3. The explore command

snptoolkit explore -h
usage: snptoolkit explore [-h] -i IDENTIFIER

optional arguments:
  -h, --help     show this help message and exit

snpToolkit explore required options:
  -i IDENTIFIER  Provide the input vcf files

This command allows user to explore the SNPs on each of their vcf files.

The option -i allows to specify a common identifier in the vcf files names. If you want to explore all VCF files in a folder, you can use vcf as identifier as it is present in all vcf file names (usually filename.vcf.gz). On the contrary, if you have added in the filenames of your vcf files, for example, the years of isolation of each sample, you can use the year you want as identifier.

when you run the command:

$ snptoolkit explore -i vcf
[TIME][INFO] [snpToolkit is extracting your data and creating the different plots...]
progress: 100%|#########################################################################| 9/9 [00:00<00:00, 83.75it/s]
Dash is running on http://127.0.0.1:8050/

 * Serving Flask app "explore_snpToolkit" (lazy loading)
 * Environment: production
 * Running on http://127.0.0.1:8050/ (Press CTRL+C to quit)

snptoolkit will analyze all raw data on each VCF file in terms of SNPs and starts a web application that you access using the link mentioned above http://127.0.0.1:8050. For this example of 10 vcf files, it took less than a second to analyze all files. Figure 1 shows a screenshot of the generated dashboard to explore your data.

3_The_explore_command/Figure1.png

Figure1

For sample 5 for example, we can see that the total number of SNPs in the chromosome NC_003143.1 is 399 SNPs. This is the total raw number. Lets detail each column of the first table:

  • If we apply just the depth filter (-d) when using the option annotate (see below), only 10 SNPs will be excluded as they have a coverage less than 3.
  • If we consider 20 as a cutoff for the quality of each SNPs, the number drop to 356 SNPs
  • If we only consider those that have a ratio (nb reads with mutated allele/total number of reads on that position) ≥ 0.9, the number of SNPs drops to 230.
  • If all filters are used: depth ≥3, QUAL ≥20 and ratio≥0.9, the number of filtered SNPs will be equal to 215.

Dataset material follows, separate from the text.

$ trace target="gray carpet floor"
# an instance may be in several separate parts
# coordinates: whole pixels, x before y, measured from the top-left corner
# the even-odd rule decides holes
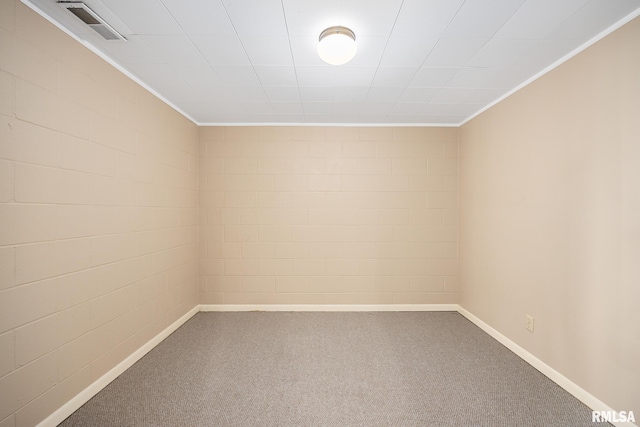
[[[593,424],[458,313],[242,312],[195,315],[61,426]]]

For the case of Yersinia pestis, there are 3 plasmids. For sample 5, there are SNPs on plasmid NC_003134.1 and NC_003131.1

The first plot in Figure1 shows the distribution of all SNPs based on Ratio (x axis) and Depth (y axis). The size of each circle is proportional to the quality of each SNP. The second plot complement the first plot as it give you an idea about the proportion of SNPs for the chromosome and each of the plasmids. For the chromosome NC_004143.1, we can see that there is a small proportion of SNPs located between 0.2 and 0.4, but most of the SNPs has a high ratio ≥ 0.9.

To hide any of the data presented on each plot, you just need to select the name that you want.